Uyuyun spor şefleri, uyuyun!..
Bütün gazetenin bir tek telefonu vardı, onu da zamanın iktidarı kestirmişti. Tek haber kaynağımız, Anadolu Ajansı'ydı.. 19 Mayıs Stadı'nın oralardaki ajans binasının giriş holündeki rafta, yan yana kutular...
Bütün gazetenin bir tek telefonu vardı, onu da zamanın iktidarı kestirmişti. Tek haber kaynağımız, Anadolu Ajansı'ydı.. 19 Mayıs Stadı'nın oralardaki ajans binasının giriş holündeki rafta, yan yana kutular vardı. Haberler teksir edilir bu kutulara dağıtılırdı. Bizim Emrullah Efendi de, saat başı gider, biriken bültenleri alır gelirdi.. Hepsi o.. Bir gün eli boş geldi. İktidar, muhalif Yeni Gün gazetesine bülten verilmesini de yasaklamıştı.

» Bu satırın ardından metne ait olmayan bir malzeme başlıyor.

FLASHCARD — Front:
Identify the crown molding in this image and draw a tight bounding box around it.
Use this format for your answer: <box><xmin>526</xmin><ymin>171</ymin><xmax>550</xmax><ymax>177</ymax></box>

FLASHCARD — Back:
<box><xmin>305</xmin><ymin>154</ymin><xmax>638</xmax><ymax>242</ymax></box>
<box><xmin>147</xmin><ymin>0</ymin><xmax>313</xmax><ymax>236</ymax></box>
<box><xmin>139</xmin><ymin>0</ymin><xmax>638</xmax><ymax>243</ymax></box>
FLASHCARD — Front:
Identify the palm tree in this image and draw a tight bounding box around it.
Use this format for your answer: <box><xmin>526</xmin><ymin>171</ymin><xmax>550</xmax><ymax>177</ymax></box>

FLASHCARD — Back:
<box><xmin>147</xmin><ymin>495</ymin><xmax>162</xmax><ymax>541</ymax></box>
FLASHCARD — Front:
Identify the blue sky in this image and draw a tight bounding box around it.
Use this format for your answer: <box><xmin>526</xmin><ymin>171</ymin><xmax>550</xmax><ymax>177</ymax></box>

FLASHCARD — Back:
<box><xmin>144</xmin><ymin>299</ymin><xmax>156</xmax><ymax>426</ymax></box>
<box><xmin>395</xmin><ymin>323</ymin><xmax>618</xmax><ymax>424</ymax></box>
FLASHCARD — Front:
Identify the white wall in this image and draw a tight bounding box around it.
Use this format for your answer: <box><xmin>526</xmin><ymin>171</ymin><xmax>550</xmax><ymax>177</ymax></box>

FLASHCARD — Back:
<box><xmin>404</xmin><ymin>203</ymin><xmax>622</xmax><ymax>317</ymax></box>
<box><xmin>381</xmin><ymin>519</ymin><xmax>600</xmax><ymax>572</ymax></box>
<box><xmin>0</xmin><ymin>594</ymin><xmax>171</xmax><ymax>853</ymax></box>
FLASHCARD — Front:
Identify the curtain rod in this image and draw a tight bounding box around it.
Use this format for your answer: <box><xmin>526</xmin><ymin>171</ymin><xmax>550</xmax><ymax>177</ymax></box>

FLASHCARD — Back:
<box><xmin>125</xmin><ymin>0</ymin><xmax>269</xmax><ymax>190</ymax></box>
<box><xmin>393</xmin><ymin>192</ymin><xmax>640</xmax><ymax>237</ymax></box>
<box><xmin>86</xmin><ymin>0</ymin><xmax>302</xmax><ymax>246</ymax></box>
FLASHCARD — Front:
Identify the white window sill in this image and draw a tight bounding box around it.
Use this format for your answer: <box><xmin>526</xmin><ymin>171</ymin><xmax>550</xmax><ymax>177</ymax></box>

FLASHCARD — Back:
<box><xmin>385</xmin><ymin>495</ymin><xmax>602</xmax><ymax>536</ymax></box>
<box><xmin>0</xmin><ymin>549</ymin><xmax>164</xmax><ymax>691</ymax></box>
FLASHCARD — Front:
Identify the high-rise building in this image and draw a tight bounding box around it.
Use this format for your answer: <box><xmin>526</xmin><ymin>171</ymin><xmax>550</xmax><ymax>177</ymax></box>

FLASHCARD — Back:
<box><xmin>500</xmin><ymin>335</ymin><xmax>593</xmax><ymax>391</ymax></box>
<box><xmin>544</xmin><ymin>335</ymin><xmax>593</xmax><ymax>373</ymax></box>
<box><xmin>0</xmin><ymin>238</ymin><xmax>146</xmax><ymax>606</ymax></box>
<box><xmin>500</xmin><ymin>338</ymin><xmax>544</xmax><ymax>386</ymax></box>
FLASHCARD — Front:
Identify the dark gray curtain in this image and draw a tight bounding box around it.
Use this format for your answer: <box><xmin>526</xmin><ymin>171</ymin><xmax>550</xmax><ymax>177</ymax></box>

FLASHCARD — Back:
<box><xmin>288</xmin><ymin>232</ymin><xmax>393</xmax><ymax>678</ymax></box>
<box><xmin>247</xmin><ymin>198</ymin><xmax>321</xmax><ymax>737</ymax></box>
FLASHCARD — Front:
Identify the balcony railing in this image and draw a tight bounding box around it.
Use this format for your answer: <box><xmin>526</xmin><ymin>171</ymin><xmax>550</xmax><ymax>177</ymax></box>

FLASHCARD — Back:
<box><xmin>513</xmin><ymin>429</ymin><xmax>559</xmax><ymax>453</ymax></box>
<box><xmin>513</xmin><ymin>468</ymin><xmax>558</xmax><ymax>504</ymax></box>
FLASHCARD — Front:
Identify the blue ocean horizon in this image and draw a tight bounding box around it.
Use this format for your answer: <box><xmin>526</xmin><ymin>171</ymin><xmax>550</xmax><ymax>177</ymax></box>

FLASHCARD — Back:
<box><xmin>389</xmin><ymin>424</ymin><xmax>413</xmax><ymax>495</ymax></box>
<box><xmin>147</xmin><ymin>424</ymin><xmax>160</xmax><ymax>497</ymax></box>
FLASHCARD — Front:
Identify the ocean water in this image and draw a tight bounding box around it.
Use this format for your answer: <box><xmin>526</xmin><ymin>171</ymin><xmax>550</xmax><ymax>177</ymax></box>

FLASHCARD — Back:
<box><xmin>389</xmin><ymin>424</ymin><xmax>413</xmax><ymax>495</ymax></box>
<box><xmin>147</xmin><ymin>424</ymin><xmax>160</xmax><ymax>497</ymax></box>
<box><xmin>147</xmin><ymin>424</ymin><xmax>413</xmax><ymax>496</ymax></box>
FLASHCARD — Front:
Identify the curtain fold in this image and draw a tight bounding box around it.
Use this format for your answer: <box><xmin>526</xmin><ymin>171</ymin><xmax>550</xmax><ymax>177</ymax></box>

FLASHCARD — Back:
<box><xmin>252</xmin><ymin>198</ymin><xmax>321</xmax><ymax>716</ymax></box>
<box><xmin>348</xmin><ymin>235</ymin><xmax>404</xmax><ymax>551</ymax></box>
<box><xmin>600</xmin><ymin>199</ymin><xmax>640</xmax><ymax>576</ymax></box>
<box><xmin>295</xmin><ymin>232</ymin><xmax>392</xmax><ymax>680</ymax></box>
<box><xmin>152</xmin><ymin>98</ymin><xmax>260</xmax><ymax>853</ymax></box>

O koşullarda gazete çıkarırdık.
Sorun "Gazeteyi o koşullarda nasıl çıkarırız" değildi. Sorun "O koşullarda bile ötekilerin bir adım önüne nasıl geçeriz, nasıl fark yaratırız" olurdu aramızda..
Gece yarılarını geçer, sabaha karşı eve dönerdik, hem de Ankara'nın buz gibi soğuğu ve diz boyu karında, Ulus'tan Yenişehir'e yürüyerek dönerdik ama mutlu dönerdik..
Ertesi gün fark yaratacağımızı bilirdik çünkü..
"Şimdiki spor şeflerinin böyle bir derdi var mı acaba" diye düşündüm, sabah kalkıp gazetemi okuduktan ve "Yeni ne var" diye NTV Haber kanalının alt yazılarına baktıktan sonra..
Gazete, Beşiktaş- Olympiakos maçıyla doluydu. Bugün işte, okulda, kafede, kahvede birine "Sabahspor'da okudun mu" diye anlatacağınız özel, güzel, çarpıcı, ön almış, fark yaratmış tek satır olmadan..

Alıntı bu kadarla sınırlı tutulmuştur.